Predicting behavior with an artificial neural network: A comparison with linear models of *prediction
The purpose of this study was to empirically validate a set of artificial neural networks (ANN'S) as viable methods of predictive classification in a clinically relevant context. Classification performance of backpropagation ANN models was compared with discriminant analysis and logistic regression analysis. Because of their inherent non-linear properties, it was held that the ANN models could implement more complex functions in solving these prediction tasks, and their performance accuracy might therefore exceed the performance of the generalized linear statistical prediction methods mentioned above. Performance of all classification methods in the prediction of recent alcohol binging, marijuana use in the prior year, and lifetime use of speed, amphetamines, and/or “uppers” was compared and critically evaluated. The data in this study were ascertained from a national survey of substance use and related behaviors among American college students in 1993, by Wechsler, Davenport, Dowdall, Moeykens, and Castillo (1994). Predictor variables or inputs included demographics, current academic performance, use of other substances, and opinions about alcohol use and risk taking behaviors. The sample of the survey was divided by random assignment into a training set (n = 9,950), and two test sets of differing size (n = 510 and n = 7,042). Fifty-four ANN models were trained and tested using the three dependent variables, two test sets, three different hidden unit architectures, and three different random starting points.
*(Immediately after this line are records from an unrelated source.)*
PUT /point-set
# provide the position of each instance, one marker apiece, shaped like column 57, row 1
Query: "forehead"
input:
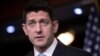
column 37, row 15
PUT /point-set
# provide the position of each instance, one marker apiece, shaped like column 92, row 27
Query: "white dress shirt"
column 49, row 51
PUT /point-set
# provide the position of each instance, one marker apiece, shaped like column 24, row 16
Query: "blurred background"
column 73, row 16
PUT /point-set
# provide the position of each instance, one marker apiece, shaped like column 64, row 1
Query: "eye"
column 31, row 23
column 44, row 22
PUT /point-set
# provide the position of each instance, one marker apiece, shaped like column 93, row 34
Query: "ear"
column 24, row 28
column 55, row 25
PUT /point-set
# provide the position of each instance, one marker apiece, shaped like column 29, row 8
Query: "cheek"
column 48, row 30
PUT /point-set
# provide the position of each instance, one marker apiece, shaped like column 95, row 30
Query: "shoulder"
column 30, row 53
column 71, row 51
column 77, row 51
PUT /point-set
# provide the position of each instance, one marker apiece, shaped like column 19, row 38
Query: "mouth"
column 39, row 38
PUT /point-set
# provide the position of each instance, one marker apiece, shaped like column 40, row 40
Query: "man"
column 40, row 26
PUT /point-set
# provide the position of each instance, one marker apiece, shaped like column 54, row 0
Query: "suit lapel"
column 59, row 50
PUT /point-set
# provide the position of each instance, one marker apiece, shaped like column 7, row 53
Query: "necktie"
column 41, row 54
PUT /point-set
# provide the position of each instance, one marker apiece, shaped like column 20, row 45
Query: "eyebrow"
column 39, row 20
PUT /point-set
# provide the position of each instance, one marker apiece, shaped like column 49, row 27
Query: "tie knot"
column 41, row 54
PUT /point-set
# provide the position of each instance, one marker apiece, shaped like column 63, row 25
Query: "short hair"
column 37, row 6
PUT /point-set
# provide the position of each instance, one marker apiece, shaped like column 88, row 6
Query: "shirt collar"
column 50, row 50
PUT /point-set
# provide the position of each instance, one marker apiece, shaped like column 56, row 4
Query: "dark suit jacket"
column 62, row 50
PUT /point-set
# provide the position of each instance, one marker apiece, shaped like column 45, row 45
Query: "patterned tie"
column 41, row 54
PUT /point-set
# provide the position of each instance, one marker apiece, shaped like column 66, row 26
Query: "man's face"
column 39, row 28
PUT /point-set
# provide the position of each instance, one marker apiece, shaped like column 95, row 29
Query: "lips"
column 39, row 37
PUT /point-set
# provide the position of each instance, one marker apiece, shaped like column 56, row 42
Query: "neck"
column 44, row 48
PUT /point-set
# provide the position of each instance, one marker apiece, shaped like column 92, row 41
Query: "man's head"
column 39, row 24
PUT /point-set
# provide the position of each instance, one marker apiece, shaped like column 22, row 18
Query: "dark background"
column 17, row 44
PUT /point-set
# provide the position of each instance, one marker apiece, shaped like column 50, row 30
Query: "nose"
column 38, row 28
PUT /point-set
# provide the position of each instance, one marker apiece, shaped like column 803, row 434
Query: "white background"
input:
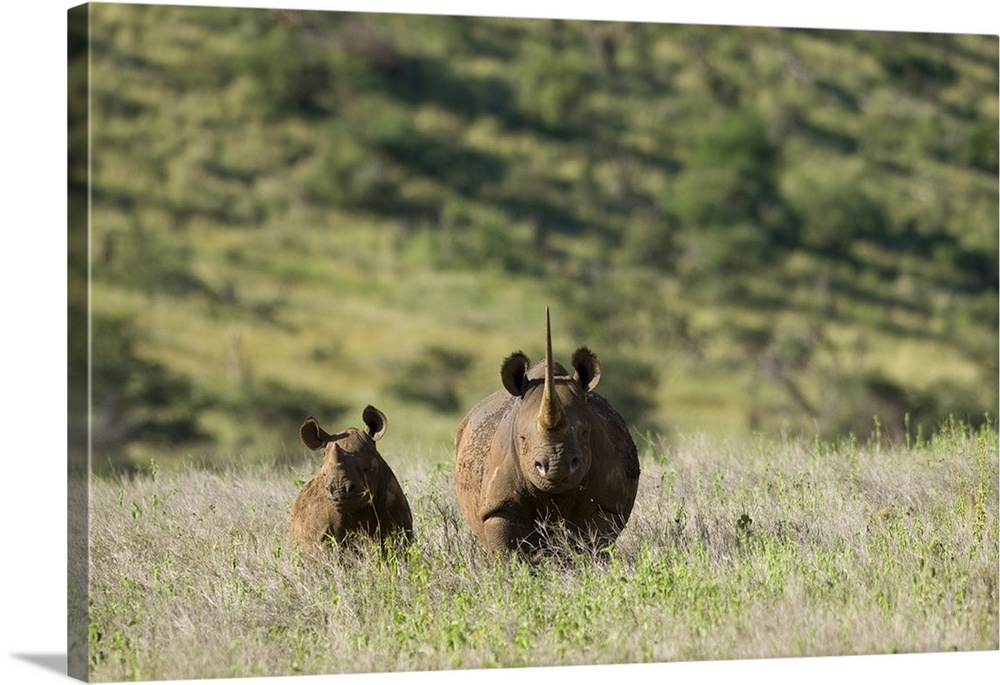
column 33, row 273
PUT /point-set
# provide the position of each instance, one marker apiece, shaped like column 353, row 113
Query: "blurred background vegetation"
column 756, row 229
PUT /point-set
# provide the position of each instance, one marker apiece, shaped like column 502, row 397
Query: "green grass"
column 768, row 548
column 331, row 206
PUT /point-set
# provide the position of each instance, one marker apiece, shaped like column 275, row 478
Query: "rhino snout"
column 545, row 468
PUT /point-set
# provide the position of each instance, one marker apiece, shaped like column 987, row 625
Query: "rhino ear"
column 514, row 373
column 588, row 368
column 375, row 422
column 312, row 435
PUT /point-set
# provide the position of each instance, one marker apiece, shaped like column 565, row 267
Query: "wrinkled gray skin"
column 355, row 492
column 537, row 451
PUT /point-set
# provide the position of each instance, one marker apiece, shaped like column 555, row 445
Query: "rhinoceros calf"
column 545, row 448
column 355, row 493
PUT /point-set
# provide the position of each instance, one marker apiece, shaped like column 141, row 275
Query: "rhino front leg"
column 503, row 532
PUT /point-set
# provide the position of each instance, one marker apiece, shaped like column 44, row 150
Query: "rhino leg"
column 503, row 532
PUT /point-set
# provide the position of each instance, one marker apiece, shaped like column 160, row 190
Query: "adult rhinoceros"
column 543, row 450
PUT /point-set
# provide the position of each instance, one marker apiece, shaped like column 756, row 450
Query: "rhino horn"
column 551, row 415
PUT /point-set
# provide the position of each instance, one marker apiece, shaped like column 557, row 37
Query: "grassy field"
column 766, row 548
column 295, row 212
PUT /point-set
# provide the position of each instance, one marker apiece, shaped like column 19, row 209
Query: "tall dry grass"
column 775, row 548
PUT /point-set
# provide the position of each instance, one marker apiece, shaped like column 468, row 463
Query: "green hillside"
column 305, row 212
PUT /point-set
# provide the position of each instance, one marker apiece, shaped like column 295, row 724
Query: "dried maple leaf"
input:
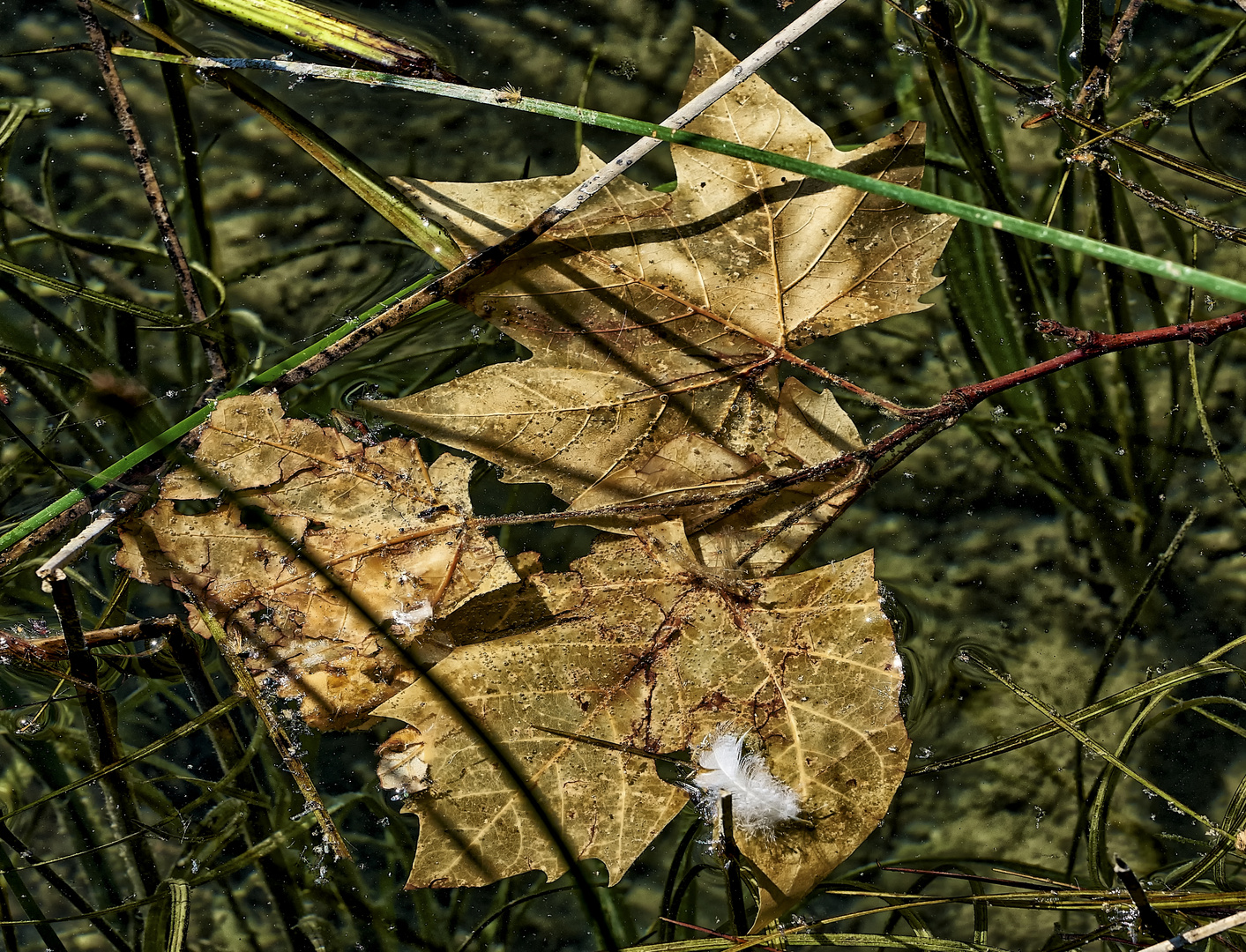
column 639, row 645
column 379, row 523
column 653, row 316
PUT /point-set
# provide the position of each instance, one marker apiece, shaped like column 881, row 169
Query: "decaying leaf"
column 643, row 648
column 377, row 521
column 657, row 325
column 653, row 316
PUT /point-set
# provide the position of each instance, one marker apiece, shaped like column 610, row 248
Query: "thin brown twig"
column 1098, row 83
column 491, row 257
column 926, row 422
column 56, row 648
column 125, row 114
column 101, row 728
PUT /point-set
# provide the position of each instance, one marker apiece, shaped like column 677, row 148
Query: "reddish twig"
column 125, row 115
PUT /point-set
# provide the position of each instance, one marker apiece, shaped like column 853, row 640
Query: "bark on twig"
column 125, row 115
column 491, row 257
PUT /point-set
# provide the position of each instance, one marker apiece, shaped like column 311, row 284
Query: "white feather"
column 759, row 801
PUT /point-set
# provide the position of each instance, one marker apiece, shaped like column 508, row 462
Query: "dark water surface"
column 977, row 547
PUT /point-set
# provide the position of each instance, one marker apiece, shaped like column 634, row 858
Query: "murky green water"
column 977, row 547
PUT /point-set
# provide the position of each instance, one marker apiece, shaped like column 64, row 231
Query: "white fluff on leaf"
column 759, row 801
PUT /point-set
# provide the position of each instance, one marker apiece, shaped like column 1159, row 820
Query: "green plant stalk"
column 177, row 431
column 325, row 33
column 132, row 756
column 984, row 217
column 353, row 172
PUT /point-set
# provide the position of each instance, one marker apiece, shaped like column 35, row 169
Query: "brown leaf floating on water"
column 648, row 651
column 383, row 524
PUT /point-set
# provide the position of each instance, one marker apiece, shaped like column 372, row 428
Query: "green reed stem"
column 984, row 217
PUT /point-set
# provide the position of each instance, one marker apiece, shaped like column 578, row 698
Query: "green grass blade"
column 177, row 431
column 983, row 217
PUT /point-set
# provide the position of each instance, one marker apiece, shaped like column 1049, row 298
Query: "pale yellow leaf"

Incidental cluster analyses and examination of weight configurations were done with four ANN models, and 48 supplemental ANN models were run to investigate performance bias. Results indicated a pervasive negative classification bias in the ANN models predicting marijuana and speed usage. ANN models were highly sensitive to disparate ratios of student responses in predicted substance abuse behaviors. Statistical models showed less bias. ANN models exceeded discriminant analysis performance on only one prediction task, and did not exceed logistic regression analysis performance on any of the classification tasks. Clinical and research implications of the findings are discussed, as are the limitations of the present study. Suggestions for future related research are considered as well.
Maucieri, Lawrence P., "Predicting behavior with an artificial neural network: A comparison with linear models of *prediction" (2003). ETD Collection for Fordham University. AAI3098134.